Garden Sculpture
I’m so happy! …because… for ages I have wanted to fill my garden with my own quirky, idiosyncratic sculptures, and now I’ve begun.
Garden art: I like the weird and crazy kind of gardens of psyche where artist + materials + location together create very curious and idiosyncratic forms.
I’ve been inspired by what to me seems as “crazy, weird, obsessive, ever-growing” landscape installations, where the sculptors seem to be totally absorbed in their collaboration with the place and the materials at hand.
I love to visit these places. You wander and wonder your way around someone else’s psyche, it seems, as if an underground river has bubbled up to the surface.
Some amazing, inspiring examples:
Howard Finster’s Paradise Gardens
Pearl Fryar’s Topiary Garden
Noah Purifoy’s Desert Art Museum
My Place (Ok, just getting started—give me a minute!)
Some constructions in my garden:
I’ve made a few mobiles from fallen branches and other sort of fragile constructions that I’ve tucked in here and there, along with tiny prayer flags and a fairy pavilion.
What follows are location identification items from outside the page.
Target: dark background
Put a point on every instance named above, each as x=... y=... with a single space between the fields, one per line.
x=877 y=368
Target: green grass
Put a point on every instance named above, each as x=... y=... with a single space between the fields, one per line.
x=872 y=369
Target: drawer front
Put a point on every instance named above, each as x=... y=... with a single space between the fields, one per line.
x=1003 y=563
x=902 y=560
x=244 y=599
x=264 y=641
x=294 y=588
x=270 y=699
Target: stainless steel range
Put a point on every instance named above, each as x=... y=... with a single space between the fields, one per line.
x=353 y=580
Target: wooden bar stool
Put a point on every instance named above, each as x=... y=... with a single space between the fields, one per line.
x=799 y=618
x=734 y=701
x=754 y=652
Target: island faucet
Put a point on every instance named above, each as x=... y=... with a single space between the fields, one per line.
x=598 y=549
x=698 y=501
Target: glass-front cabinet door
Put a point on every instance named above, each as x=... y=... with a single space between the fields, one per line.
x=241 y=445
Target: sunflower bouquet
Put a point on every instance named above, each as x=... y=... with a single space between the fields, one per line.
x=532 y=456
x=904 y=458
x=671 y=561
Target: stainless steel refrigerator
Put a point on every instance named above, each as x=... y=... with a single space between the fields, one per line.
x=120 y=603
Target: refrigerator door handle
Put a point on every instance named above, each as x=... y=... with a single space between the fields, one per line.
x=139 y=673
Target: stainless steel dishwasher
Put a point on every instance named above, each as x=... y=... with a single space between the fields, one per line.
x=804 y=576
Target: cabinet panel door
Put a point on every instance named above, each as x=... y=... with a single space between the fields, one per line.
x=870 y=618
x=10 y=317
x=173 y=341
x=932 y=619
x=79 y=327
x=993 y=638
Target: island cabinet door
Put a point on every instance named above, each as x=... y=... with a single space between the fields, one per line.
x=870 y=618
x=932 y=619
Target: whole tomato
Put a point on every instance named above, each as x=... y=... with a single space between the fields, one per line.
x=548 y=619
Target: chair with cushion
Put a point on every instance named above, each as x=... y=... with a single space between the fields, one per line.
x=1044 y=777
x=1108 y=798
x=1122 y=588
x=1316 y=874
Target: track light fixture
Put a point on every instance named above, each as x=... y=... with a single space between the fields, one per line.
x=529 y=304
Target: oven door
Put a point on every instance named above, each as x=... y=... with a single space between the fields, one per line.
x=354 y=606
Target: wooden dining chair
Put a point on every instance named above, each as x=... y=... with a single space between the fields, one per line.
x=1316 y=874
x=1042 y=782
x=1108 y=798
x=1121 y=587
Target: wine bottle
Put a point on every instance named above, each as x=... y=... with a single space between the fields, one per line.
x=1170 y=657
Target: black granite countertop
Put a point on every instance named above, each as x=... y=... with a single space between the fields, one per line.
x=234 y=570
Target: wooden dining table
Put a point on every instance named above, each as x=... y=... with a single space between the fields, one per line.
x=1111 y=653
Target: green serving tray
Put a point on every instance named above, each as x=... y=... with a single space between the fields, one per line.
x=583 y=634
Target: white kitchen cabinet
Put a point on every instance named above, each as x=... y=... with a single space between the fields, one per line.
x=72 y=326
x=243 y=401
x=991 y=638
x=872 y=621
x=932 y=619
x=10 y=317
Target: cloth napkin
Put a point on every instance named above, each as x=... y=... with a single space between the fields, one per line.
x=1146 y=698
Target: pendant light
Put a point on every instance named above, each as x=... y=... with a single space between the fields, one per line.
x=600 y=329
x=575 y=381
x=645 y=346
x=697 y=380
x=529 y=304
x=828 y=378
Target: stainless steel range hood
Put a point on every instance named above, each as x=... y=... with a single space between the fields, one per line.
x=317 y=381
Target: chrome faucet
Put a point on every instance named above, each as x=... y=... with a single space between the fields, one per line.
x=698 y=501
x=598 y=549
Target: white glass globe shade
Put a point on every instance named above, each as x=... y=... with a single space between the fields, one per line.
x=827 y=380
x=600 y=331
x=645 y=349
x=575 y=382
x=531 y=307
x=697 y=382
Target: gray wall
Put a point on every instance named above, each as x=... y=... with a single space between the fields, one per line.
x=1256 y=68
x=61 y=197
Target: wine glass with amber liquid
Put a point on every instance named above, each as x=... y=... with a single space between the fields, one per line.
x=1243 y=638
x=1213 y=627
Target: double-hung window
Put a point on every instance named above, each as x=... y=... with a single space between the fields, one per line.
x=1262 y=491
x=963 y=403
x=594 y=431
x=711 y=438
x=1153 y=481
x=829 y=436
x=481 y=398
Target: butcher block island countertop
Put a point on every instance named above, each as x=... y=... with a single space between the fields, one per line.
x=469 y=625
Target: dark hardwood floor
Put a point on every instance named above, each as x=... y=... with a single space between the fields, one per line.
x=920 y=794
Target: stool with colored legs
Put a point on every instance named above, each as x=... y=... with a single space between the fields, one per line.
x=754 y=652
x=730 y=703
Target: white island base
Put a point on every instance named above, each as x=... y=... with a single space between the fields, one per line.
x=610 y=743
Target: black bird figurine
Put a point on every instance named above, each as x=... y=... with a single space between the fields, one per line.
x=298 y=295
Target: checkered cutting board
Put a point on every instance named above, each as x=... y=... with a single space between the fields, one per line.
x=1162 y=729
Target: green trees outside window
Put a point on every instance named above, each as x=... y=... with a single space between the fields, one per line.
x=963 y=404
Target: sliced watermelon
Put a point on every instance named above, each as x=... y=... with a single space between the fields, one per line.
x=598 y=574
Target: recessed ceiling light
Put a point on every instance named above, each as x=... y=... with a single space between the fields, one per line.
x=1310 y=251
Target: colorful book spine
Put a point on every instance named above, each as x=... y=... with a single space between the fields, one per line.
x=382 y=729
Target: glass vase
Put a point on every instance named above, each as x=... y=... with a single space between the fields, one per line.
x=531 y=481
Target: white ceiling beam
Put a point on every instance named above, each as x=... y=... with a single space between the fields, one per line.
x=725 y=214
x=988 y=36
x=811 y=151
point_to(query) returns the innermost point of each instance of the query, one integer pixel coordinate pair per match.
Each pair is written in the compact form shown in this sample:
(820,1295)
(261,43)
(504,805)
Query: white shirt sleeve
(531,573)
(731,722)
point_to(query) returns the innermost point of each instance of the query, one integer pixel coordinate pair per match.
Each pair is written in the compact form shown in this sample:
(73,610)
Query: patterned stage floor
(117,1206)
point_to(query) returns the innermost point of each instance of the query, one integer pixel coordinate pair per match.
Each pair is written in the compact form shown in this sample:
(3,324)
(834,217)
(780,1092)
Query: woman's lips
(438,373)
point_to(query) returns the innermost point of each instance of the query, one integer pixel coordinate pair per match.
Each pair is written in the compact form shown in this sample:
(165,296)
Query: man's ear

My recent discovery of a concrete product called Pal Tiya has opened up possibilities for making larger, more durable pieces. It’s pretty cool because you can sculpt it like clay, but you don’t need to fire it. After a week of curing, it becomes extremely strong and durable, and ready for the weather.
My first project was to reconstruct this beautiful birdbath, the bowl of which had broken into 4 large pieces and many crumbs. (Unfortunately, I forget to take a before pic-doh!) I glued the big pieces together with liquid nails. My husband helped me to put tension on it with a belt around the edge. After giving it a day or two to cure, I filled in the cracks, top and bottom with the Pal Tiya mixture. Gave it a week of curing, then stained the surface with a blend of a few colors of india ink. I sealed it with Pond Shield, which the internet assured me would be bird-safe (the original wasn’t, by the way, with its chipping, flaking glazed concrete). I think it’s looking great, and it holds water!
Since then I’ve been experimenting with rough organic forms built onto cardboard and foil armatures—getting to know the medium, building my skills, and seeing what it can do. I think it can do just about anything! It’s so exciting!
More to come…
A quirky little house for someone:
A larger vessel:
“The moment one definitely commits oneself, then providence moves too. All sorts of things occur to help one that would have never otherwise have occurred. A whole stream of events issues from the decision, raising in one’s favor all manner of unforeseen incidents, meetings, and material assistance which no man could have dreamed would have come his way. Whatever you do or dream you can, begin it. Boldness has genius, power, and magic in it. Begin it now.”